The largest study to date launched to analyse the genetics of prostate cancer has unlocked 80 new drug targets, opening up a broad range of avenues for the design of new treatments.

An international team of researchers based at the Institute of Cancer Research in London got to work in harvesting the genetic information of 112 men with prostate cancer and combined it with data from a range of other studies. In all, samples from 930 patients were used. The results of the study have been published in the journal Nature Genetics

Thanks to the continuing improvement of technology, the task of extracting data has become far quicker and cheaper. Alongside this, the tools available for handling large datasets has also improved.

However, although a lot of advances have been made in understanding and treating prostate cancer, stumbling blocks do still remain. Study leader, Professor Rosalind Eeles, explained, “One of the challenges we face in cancer research is the complexity of the disease and the sheer number of ways we could potentially treat it.”

Dr. Justin Alford, of Cancer Research U.K., outlines another difficulty in intervening in prostate cancer. She added, “A major hurdle to making further progress against prostate cancer is the lack of ways to accurately predict how a person’s disease will progress, making it challenging to know which treatment is best for each patient.”

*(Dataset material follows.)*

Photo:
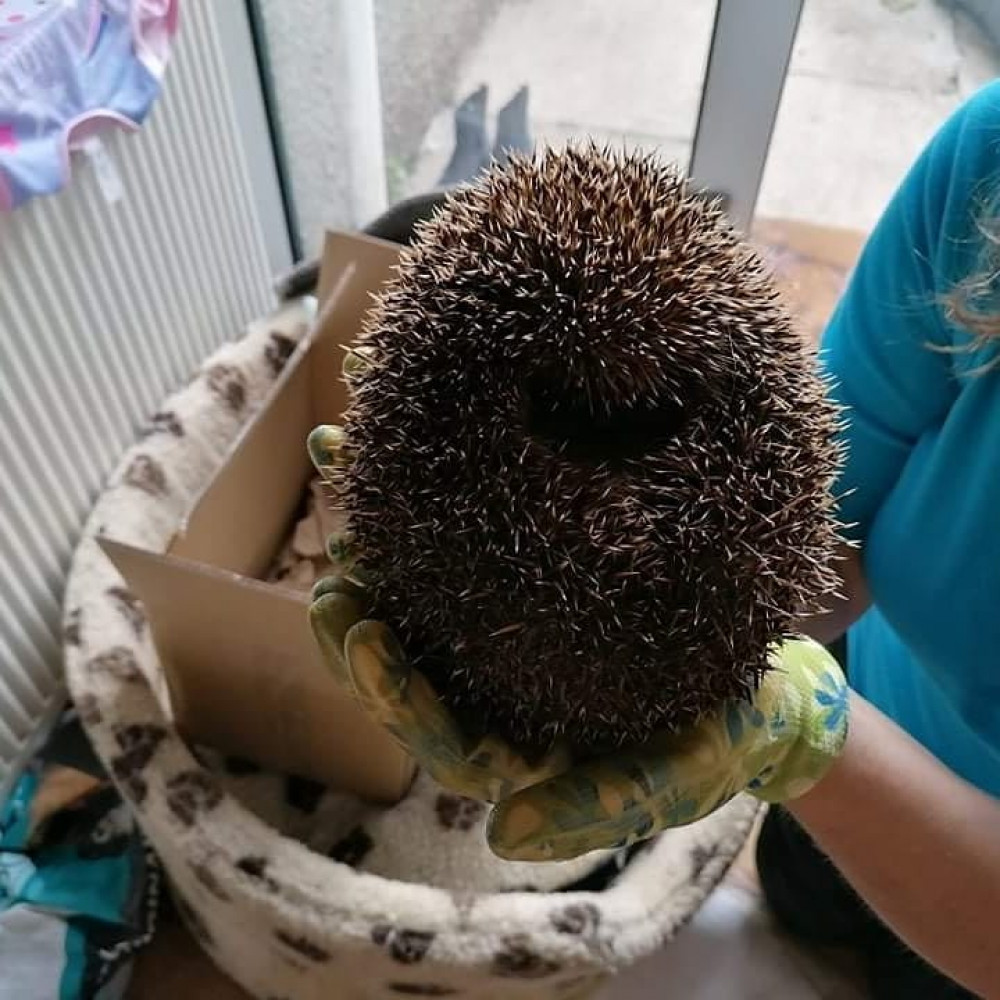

Once they were able to understand which genes were involved, they began creating a map of the proteins that are coded by these genes. After which they then turned to the database, canSAR, which combines data from studies, applies machine learning and helps to provide insight into drug discovery. The scientists found that 80 of the proteins that they had uncovered were potential drug targets. Of these, 11 were targeted by existing drugs, and seven other could be targeted by drugs already in clinical trials. 

Co-author, Professor Paul Workman, said of the new possibilities created by the study, “This study has uncovered a remarkably large number of new genes that drive the development of prostate cancer, and given us vital information about how to exploit the biology of the disease to find potential new treatments.”

He hopes that this work will “stimulate a wave of new research into the genetic changes and potential drug targets [they] have identified, with the aim that patients should benefit as soon as possible.”

Another challenge surrounding prostate cancer treatments right now is the way that the disease progresses differently in each individual. This makes it much more difficult to decide which treatment options are best suited to each patient. 

Dr. Alford hopes that “by greatly enhancing our understanding of the genetics behind the disease in the future, this knowledge could help doctors better tailor treatments to an individual’s cancer, and hopefully see more people survive their disease.”

Although we are still very much in the early stages of such developments, the next generation of findings may well be transformative to the field.